Communication-overlap techniques for improved strong scaling of gyrokinetic Eulerian code beyond 100k cores on the K-computer

Plasma turbulence research based on five-dimensional (5D) gyrokinetic simulations is one of the most critical and demanding issues in fusion science. To pioneer new physics regimes both in problem sizes and in timescales, an improvement of strong scaling is essential. Overlap of computations and communications using non-blocking MPI communication schemes is a promising approach to improving strong scaling, but it often fails on practical applications with conventional MPI libraries.
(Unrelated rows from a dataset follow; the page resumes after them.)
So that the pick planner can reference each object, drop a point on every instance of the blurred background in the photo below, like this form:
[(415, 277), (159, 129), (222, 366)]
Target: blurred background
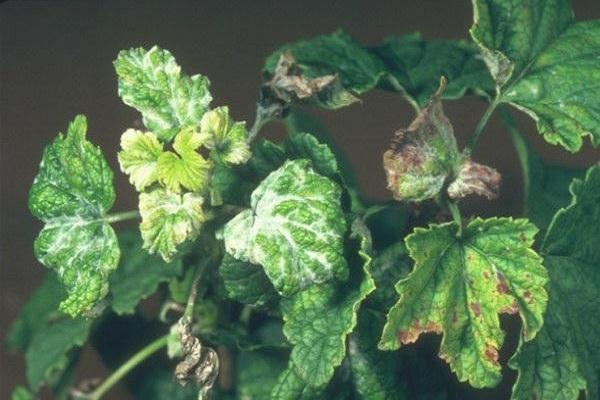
[(56, 61)]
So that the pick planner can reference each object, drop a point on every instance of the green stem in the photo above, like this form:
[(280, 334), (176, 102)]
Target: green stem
[(259, 122), (124, 369), (122, 216), (480, 126), (455, 211), (189, 308)]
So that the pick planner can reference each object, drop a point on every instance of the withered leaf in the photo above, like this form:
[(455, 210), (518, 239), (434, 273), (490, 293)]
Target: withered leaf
[(288, 85), (423, 155), (200, 364)]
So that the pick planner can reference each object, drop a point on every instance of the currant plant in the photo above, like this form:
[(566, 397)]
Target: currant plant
[(277, 279)]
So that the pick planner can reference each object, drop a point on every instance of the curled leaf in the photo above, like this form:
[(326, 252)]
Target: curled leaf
[(71, 194), (185, 168), (226, 138), (139, 157), (168, 220)]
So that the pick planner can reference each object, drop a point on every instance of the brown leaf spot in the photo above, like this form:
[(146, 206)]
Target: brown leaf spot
[(510, 309), (502, 285), (476, 308), (412, 334), (491, 353), (433, 327), (474, 178), (405, 337)]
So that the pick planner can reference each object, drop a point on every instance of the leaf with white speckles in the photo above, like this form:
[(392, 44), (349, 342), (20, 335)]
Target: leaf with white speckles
[(294, 230), (71, 194), (168, 220), (152, 82)]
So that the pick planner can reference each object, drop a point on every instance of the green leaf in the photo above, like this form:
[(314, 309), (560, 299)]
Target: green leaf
[(545, 187), (318, 319), (305, 145), (246, 282), (294, 229), (139, 157), (22, 393), (186, 168), (544, 63), (71, 194), (158, 384), (168, 220), (52, 350), (460, 285), (333, 54), (389, 266), (151, 82), (139, 275), (42, 304), (415, 66), (226, 138), (511, 34), (376, 375), (565, 356), (256, 374), (298, 122), (290, 386), (558, 91)]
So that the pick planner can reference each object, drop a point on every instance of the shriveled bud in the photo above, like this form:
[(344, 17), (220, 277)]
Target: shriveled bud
[(288, 85), (423, 155), (474, 178)]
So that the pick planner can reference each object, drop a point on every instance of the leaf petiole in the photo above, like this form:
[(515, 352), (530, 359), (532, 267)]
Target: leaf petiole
[(455, 211), (122, 216), (124, 369), (480, 126)]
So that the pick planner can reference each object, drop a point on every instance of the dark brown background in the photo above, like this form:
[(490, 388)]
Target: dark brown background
[(56, 62)]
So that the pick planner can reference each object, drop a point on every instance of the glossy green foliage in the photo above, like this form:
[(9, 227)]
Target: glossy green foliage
[(543, 63), (564, 357)]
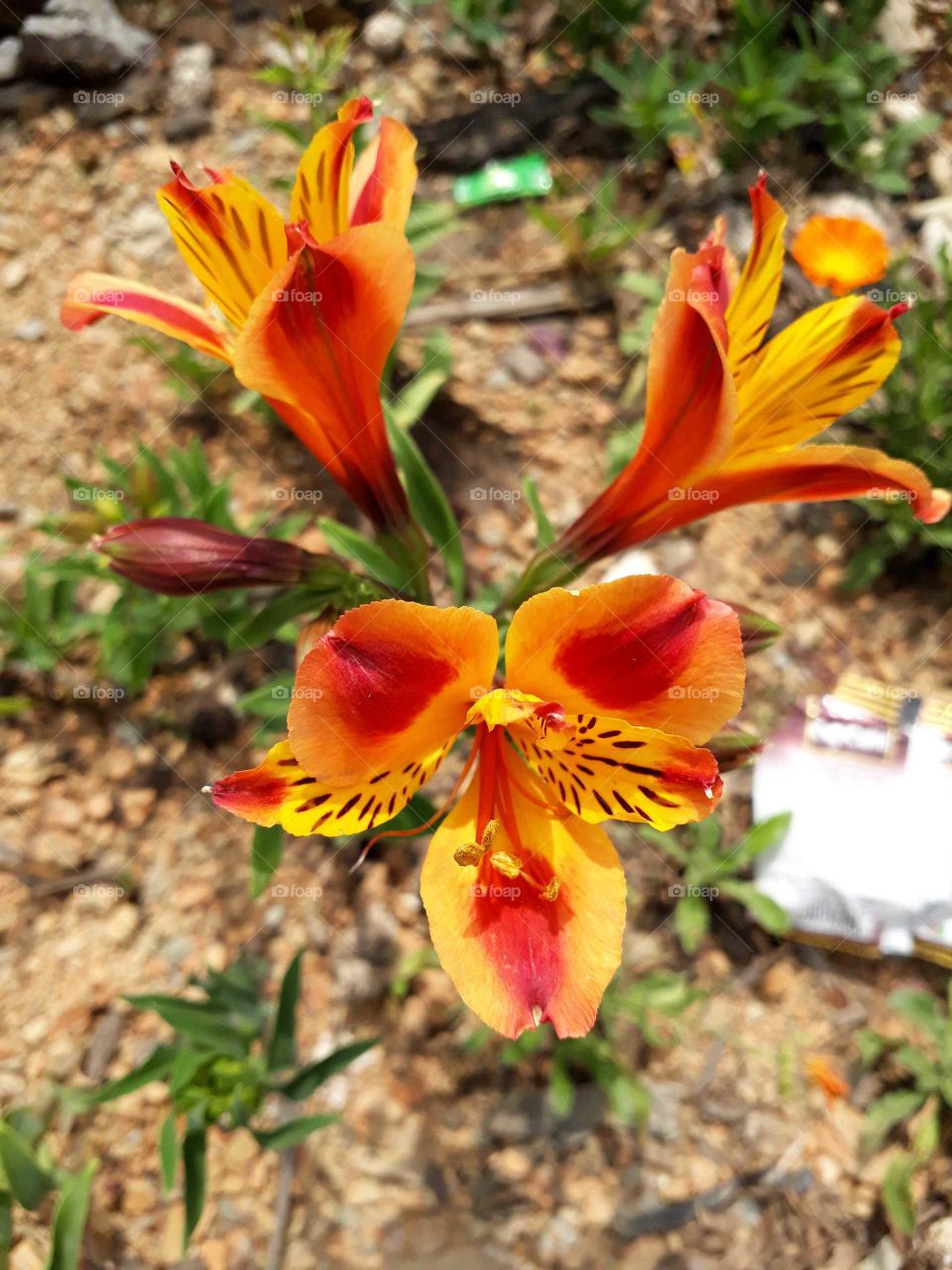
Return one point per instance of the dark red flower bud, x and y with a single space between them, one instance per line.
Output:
180 557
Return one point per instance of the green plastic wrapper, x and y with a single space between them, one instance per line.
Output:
525 177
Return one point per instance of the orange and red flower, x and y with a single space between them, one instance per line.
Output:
729 417
307 313
608 695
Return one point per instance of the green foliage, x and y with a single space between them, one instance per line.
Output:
639 1012
231 1051
919 1100
910 418
711 869
774 71
53 619
28 1175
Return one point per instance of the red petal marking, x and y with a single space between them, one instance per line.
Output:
630 663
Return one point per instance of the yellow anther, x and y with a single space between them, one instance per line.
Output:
468 853
489 833
506 864
551 890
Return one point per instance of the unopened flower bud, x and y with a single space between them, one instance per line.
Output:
179 557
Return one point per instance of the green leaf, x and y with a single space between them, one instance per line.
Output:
282 1049
294 1132
430 506
765 911
897 1193
70 1219
308 1079
24 1178
169 1151
692 921
762 835
203 1025
267 848
349 544
884 1114
193 1157
544 534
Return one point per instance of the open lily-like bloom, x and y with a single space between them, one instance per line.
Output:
608 694
728 416
307 312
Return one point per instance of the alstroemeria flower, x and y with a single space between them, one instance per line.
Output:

In this work, this classical issue is resolved by developing communication-overlap techniques with additional MPI support for non-blocking communication routines and with heterogeneous OpenMP threads, which work even on conventional MPI libraries and network hardware. These techniques dramatically improved the parallel efficiency of a gyrokinetic toroidal 5D Eulerian code GT5D on the K-computer, which has a dedicated network, and on the Helios system which has a commodity network. On the K-computer, excellent strong scaling was achieved beyond 100k cores whilst keeping a sustained performance of similar to 10% (similar to 307 TFlops using 196,608 cores), and simulations for next-generation large-scale fusion experiments are significantly accelerated. This performance is 16x sped up compared with the maximum performance reported at the 2011 International Conference for High Performance Computing, Networking, Storage and Analysis (similar to 19 TFlops using 16,384 cores of the BX900 cluster) (Idomura, 2011).